The play is set in a suburban family home in current times. The set design by Yvette Turnbull is fantastic. A funky 50's style kitchen and hallway with a bedroom off to one side. The lighting design by Rachel Burke accentuates the set and moves seamlessly throughout the play. It creates a mood and highlights the passage of time.
The play opens with a hauntingly beautiful song of longing and sorrow, the actors cradling a lifeless body. It's from here you quickly realise that this piece is going to pluck a few heartstrings.
Fiona Macleod is Chook, the pragmatic do-er. I feel that she is the older sister, although this is never stated. She appears to have taken her sister into her home to provide palliative care. Fiona is a strong actor but I did find her voice a little staccato at first. She warmed up as time went on. Suzannah Espie is Maggie, the musical drifter. She has a lovely natural acting style and is very believable. She provides the relief and certainly gets the laughs with her casual style. It is her singing voice and musicality that surprises and offers respite from the heavy themes going on around us.
Then there is Duck. Duck is the youngest sister and is a life-size puppet. She is no lesser an actor than the other sisters and is a powerful and harrowing lifeforce. Yvette Turnbull also masterfully created Duck who appears in full form as well as a shadow puppet. I found her the most engaging presence on stage. There is, also a smaller version of Duck that wanders almost ghostlike throughout the play. Like she is on a journey, listening, aware, conscious.
Kyoko Imazu has created an almost cinematic experience with the shadow and bunraku puppets. Scenes of great empathy and, indeed, the stuff of nightmares. Pure magic. Perfectly supported by Marco Cher-Gibard's haunting soundscape.
Tamara Rewse plays the District Nurse and also brings to life smaller Duck. She is perfectly succinct and candid in her role as a District Nurse (something dear to my heart), she plays it well and provides the practical support when it's needed.
One of the things I liked about this play was the palpable passage of time, both as a friend and as an enemy. Making the most of the time you have together but yearning for relief, and at what cost?.

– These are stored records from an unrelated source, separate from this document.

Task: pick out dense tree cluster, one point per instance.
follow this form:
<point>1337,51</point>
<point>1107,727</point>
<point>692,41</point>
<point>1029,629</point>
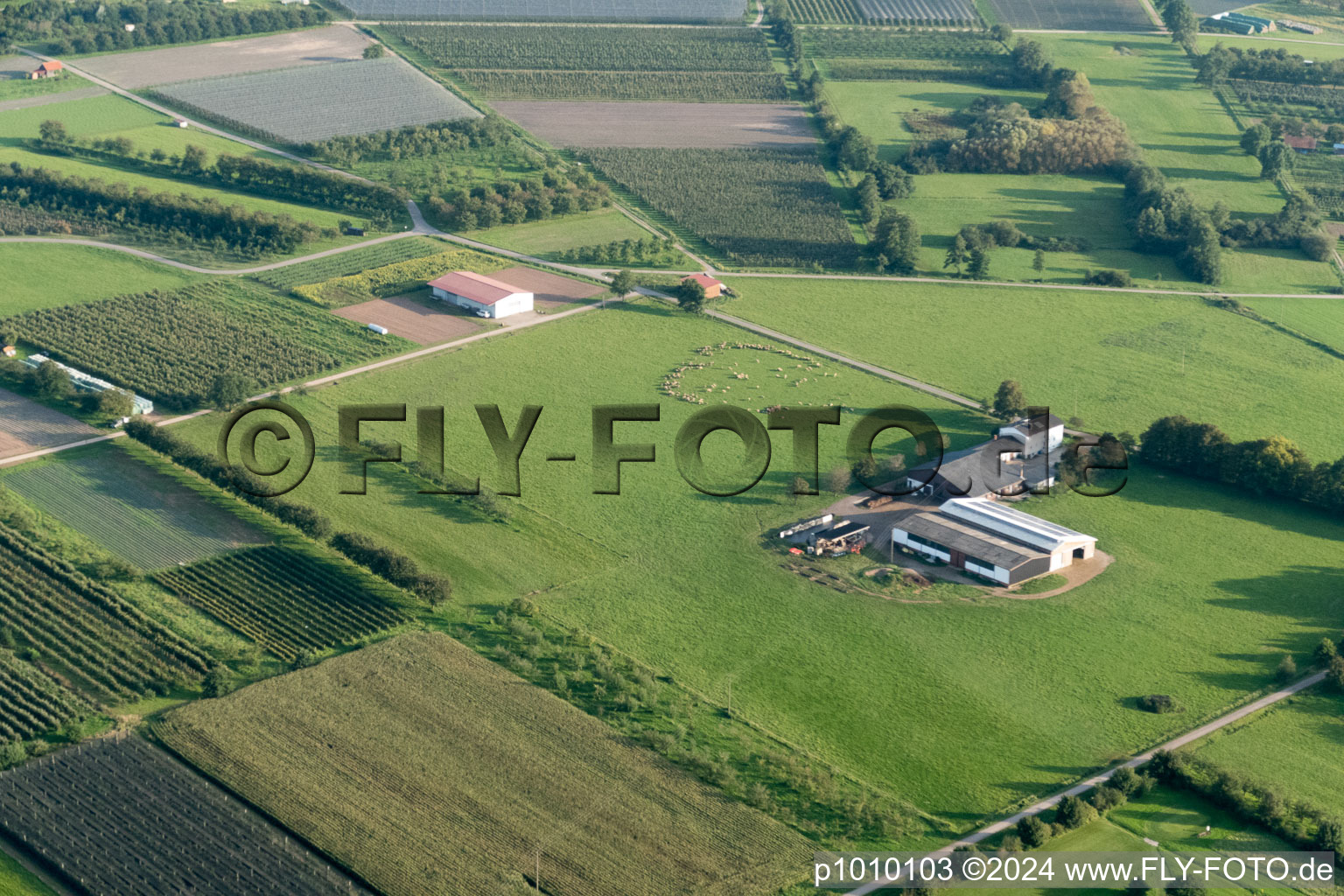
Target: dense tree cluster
<point>1273,466</point>
<point>413,141</point>
<point>512,202</point>
<point>1280,65</point>
<point>93,25</point>
<point>203,220</point>
<point>245,173</point>
<point>1301,823</point>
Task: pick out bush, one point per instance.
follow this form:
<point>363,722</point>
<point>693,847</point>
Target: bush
<point>1158,703</point>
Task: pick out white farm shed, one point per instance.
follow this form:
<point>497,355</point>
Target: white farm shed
<point>480,293</point>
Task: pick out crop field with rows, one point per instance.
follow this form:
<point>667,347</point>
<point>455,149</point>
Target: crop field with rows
<point>578,62</point>
<point>32,703</point>
<point>920,12</point>
<point>586,49</point>
<point>100,645</point>
<point>120,816</point>
<point>133,511</point>
<point>172,346</point>
<point>880,43</point>
<point>531,10</point>
<point>316,102</point>
<point>286,602</point>
<point>351,262</point>
<point>824,11</point>
<point>507,777</point>
<point>756,206</point>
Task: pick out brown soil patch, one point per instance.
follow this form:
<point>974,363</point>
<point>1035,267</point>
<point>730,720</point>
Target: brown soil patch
<point>671,125</point>
<point>549,290</point>
<point>425,321</point>
<point>27,426</point>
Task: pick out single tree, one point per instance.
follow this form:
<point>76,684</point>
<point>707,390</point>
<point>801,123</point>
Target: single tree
<point>957,254</point>
<point>691,296</point>
<point>228,389</point>
<point>622,284</point>
<point>1008,401</point>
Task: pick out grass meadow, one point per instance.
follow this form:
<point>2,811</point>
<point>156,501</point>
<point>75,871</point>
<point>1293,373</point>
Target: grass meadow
<point>47,276</point>
<point>1180,125</point>
<point>1118,360</point>
<point>112,116</point>
<point>1293,747</point>
<point>962,705</point>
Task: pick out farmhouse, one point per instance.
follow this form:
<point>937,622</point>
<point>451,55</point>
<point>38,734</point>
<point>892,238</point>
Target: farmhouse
<point>990,540</point>
<point>47,70</point>
<point>712,288</point>
<point>1037,434</point>
<point>479,293</point>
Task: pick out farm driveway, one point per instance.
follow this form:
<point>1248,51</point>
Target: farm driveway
<point>674,125</point>
<point>25,426</point>
<point>150,67</point>
<point>413,318</point>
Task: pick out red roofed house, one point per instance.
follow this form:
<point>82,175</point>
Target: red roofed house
<point>47,69</point>
<point>483,294</point>
<point>712,288</point>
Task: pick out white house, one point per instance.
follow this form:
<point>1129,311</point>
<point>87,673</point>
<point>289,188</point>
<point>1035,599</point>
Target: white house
<point>1037,434</point>
<point>479,293</point>
<point>992,540</point>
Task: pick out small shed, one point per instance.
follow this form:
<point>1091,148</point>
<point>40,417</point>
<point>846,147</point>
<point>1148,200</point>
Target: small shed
<point>712,288</point>
<point>47,69</point>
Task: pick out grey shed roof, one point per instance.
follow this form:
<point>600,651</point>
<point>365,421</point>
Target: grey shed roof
<point>968,539</point>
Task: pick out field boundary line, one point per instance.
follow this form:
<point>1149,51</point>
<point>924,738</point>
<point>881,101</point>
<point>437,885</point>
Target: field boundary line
<point>1175,743</point>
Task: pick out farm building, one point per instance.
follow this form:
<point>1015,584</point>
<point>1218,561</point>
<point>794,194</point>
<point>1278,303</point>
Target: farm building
<point>1300,144</point>
<point>479,293</point>
<point>985,471</point>
<point>712,288</point>
<point>1037,434</point>
<point>47,70</point>
<point>87,383</point>
<point>990,540</point>
<point>843,537</point>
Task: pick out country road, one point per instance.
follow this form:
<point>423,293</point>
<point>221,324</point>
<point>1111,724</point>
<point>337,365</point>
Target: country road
<point>1175,743</point>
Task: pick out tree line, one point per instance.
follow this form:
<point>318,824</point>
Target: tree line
<point>381,560</point>
<point>203,220</point>
<point>93,25</point>
<point>378,203</point>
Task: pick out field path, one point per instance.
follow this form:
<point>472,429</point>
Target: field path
<point>1050,802</point>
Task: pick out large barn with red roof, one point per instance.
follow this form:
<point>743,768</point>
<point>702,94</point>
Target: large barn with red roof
<point>484,296</point>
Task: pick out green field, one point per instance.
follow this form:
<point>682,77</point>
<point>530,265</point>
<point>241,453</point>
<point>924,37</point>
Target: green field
<point>135,512</point>
<point>46,276</point>
<point>1293,746</point>
<point>15,880</point>
<point>680,580</point>
<point>112,116</point>
<point>1115,359</point>
<point>573,231</point>
<point>458,775</point>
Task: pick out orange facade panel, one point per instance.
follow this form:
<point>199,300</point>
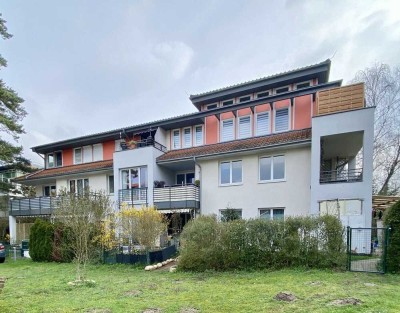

A lot of plays about death and dying tend to bolster hope and become too philosophical, but I found that this play did not. Which is due to the skill of Writer and Director Sarah Kriegler. I found this take very refreshing and deeply rooted in the present. No fluff and indeed not a lot of dialogue. It was, and is, the spaces between the dialogue that have the most meaning. It also is a play about coping, how we cope, the things we do or don't do. Who and what we leave behind. This is not a play about hope, it is a play about terminality, and that's the way it should be.